More people today are engaged in the financial planning process than at any other time, and that is good news.
The reality is that many people will have some difficulty getting past the critical first step of the process which is to set clear, meaningful and attainable financial goals.
It is the most important step in the process and one in which people should give careful thought before moving forward.
With well-defined financial goals in place, the rest of the planning process is fairly easy as long as you keep in mind five simple facts about reaching your financial goals.
5 Facts You Need to Know About Reaching Financial Goals
Time Has Value
One of the fundamental laws of financial planning is set in the “time value of money”.
Essentially, the more time you have the less it will cost you to achieve your goals, and, conversely, the less time, the more costly your goals.
There is truly a “cost of waiting” if the value of time is wasted.
Money Needs Time
On the other side of the “time value of money” equation, your money needs to work a lot harder when it is not given enough time.
This often means having to take greater risks in order to achieve greater returns.
When money has more time, it lets the magic of compounding do all of the work, so it’s not as necessary to assume more risk.
When the compounding effect of interest earned is combined with time, the growth of your money at work becomes exponential.
Inflation Is Real
Most financial goals are set with long time horizons, often 20 or 30 years.
In that period of time, inflation can slowly and quietly erode the value of your money to the point that it is worth half as much as it is today.
That is if you don’t take appropriate measures to ensure that your money at work is generating returns that at least keep pace with inflation.
But, if all your money did was keep pace with inflation, it still loses future value by not generating a positive, after-inflation return.
So, it is important to have at least a portion of your money generating returns that are greater than the rate of inflation.
Taxes Can Hurt
Taxes do sting, but the degenerative effect they can have on your ability to reach your financial goals can be extremely painful.
While taxes are a fact of life, there are ways to minimize their impact on your money at work.
No one should feel bad when taking all possible advantage of the tax code to reduce current and future taxes. In fact it is your financial duty to do so.

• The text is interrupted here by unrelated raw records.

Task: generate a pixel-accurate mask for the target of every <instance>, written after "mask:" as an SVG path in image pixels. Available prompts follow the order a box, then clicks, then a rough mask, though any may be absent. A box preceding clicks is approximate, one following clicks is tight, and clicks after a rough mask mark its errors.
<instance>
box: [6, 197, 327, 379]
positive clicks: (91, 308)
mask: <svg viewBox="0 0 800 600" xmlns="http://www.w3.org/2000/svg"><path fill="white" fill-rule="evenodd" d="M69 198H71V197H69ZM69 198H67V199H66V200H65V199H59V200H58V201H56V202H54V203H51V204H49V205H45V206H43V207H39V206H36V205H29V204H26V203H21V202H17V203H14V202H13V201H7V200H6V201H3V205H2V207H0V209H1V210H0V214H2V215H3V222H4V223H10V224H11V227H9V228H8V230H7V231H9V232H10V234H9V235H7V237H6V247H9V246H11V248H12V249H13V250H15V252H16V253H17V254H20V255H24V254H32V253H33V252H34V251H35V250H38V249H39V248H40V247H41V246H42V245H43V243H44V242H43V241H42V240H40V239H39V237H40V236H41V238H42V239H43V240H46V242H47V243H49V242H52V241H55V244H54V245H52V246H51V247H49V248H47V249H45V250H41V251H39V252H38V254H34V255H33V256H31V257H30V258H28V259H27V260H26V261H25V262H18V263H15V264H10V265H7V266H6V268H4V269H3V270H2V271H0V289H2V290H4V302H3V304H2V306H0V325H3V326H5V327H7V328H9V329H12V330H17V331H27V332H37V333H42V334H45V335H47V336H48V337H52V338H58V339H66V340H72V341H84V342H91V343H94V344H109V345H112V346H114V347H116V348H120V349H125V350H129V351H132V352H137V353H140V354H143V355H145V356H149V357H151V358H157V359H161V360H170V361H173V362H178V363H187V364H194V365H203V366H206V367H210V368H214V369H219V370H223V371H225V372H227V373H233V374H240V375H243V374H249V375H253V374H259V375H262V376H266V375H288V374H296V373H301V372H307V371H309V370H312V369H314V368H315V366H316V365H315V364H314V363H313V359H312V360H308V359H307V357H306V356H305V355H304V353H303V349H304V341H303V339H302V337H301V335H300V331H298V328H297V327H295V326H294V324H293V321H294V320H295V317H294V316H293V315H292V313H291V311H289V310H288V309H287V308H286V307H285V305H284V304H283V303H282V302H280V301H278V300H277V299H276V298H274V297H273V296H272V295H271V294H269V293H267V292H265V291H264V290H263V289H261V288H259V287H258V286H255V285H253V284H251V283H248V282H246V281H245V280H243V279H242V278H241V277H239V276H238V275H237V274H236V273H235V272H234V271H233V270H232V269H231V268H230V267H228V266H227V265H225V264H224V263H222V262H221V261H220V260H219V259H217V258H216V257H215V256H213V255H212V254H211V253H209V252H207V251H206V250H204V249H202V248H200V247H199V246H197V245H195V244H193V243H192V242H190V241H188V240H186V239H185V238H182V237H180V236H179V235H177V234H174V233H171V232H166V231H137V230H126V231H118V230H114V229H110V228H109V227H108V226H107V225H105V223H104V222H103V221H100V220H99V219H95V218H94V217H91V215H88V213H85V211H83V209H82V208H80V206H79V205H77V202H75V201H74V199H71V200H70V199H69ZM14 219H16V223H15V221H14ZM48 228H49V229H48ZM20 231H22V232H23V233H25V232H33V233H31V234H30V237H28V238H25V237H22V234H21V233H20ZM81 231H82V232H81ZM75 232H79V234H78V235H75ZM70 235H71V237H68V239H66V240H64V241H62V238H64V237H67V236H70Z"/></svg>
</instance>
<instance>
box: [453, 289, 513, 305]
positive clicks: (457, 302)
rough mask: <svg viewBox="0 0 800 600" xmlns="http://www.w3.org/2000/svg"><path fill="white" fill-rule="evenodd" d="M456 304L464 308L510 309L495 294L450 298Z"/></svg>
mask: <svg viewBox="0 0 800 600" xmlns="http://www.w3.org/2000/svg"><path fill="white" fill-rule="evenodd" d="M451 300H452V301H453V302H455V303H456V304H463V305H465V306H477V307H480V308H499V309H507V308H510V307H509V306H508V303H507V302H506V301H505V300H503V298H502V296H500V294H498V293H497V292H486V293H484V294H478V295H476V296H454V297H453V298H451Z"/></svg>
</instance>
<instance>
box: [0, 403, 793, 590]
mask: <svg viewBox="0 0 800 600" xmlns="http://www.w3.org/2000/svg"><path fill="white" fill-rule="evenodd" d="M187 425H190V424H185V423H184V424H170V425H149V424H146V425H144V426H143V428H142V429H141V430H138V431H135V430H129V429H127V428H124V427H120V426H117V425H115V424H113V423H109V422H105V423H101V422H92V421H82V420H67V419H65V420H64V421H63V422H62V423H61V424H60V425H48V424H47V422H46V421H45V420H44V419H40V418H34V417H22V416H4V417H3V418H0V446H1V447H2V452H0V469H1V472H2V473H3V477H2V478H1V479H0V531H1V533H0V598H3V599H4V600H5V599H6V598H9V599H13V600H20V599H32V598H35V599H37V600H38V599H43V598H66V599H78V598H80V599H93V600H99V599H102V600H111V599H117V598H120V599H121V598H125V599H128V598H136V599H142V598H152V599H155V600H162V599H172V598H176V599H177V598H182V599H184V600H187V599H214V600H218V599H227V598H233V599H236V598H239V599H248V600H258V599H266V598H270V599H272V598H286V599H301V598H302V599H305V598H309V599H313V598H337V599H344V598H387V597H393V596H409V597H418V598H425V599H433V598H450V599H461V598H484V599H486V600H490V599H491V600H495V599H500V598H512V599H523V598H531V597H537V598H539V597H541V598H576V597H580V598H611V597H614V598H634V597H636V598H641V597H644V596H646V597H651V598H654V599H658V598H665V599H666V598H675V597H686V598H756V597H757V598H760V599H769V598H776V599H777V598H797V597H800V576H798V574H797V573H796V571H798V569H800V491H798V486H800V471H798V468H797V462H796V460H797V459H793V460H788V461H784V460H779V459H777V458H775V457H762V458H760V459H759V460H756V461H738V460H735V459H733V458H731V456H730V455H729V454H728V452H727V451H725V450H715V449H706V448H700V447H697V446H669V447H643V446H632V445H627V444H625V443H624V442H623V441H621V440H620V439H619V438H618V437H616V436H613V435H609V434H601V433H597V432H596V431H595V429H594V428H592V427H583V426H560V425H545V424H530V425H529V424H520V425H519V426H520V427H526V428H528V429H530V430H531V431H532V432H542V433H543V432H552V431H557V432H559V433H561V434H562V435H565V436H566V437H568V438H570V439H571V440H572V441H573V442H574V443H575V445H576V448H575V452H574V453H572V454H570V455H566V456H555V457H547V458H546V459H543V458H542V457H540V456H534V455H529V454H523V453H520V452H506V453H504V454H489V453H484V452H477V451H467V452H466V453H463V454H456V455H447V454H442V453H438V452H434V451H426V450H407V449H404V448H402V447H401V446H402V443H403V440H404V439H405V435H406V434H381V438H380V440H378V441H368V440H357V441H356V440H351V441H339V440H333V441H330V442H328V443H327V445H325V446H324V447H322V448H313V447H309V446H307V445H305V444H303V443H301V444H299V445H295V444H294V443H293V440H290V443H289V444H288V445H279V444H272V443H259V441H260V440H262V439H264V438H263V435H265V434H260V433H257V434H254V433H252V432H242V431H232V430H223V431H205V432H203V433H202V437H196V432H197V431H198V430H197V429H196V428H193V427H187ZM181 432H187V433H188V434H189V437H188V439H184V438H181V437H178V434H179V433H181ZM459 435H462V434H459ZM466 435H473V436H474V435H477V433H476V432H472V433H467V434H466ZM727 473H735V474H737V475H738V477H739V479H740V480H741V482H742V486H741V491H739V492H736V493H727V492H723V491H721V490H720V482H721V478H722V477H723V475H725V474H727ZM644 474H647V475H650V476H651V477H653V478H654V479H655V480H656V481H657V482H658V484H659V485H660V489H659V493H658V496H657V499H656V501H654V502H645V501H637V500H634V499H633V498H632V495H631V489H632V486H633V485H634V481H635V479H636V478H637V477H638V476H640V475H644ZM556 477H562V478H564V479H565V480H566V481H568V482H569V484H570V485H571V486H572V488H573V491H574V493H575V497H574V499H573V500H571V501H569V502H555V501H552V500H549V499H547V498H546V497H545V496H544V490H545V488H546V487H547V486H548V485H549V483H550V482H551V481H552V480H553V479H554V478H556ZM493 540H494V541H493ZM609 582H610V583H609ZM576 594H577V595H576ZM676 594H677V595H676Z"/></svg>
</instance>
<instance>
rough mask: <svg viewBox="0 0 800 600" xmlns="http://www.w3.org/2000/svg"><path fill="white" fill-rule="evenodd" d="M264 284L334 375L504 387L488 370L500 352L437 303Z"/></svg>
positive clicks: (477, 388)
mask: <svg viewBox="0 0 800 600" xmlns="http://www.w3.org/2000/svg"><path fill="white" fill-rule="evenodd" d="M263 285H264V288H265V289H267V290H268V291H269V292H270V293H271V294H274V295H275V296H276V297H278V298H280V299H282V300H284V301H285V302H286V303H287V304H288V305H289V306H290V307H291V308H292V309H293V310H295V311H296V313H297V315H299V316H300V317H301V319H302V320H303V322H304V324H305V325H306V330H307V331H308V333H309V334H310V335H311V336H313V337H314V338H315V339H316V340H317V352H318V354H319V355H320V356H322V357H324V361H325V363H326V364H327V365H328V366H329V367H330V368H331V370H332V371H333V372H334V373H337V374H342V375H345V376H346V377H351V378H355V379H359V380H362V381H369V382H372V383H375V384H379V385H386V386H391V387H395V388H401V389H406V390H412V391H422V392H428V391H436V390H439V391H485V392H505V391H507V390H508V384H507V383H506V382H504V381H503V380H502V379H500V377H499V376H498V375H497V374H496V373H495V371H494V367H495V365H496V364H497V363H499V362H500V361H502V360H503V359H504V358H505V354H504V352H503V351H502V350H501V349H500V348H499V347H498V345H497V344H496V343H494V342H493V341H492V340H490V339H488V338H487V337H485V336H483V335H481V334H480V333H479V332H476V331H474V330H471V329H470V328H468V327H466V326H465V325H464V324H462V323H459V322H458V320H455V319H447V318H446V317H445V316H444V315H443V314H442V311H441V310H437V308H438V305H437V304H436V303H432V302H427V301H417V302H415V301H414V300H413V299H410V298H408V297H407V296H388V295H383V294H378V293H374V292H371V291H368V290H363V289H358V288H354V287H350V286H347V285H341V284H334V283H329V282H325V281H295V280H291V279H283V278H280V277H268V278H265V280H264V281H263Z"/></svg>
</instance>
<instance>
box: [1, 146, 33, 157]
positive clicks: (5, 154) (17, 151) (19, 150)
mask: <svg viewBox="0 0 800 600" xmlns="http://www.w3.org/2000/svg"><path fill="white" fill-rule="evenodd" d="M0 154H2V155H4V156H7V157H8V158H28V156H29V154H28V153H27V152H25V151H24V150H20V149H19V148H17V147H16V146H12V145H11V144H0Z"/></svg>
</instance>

Rarely does life unfold as we expect.
Much of it is controlled by circumstances well beyond our control – economic downturns, job losses, sickness, accidents, natural disasters, to name a few, which is why the biggest mistake you can make with financial goals is to just set it and forget it.
As life unfolds, it is important to review your financial goals in light of your changing circumstance to ensure you are still on track to meeting them.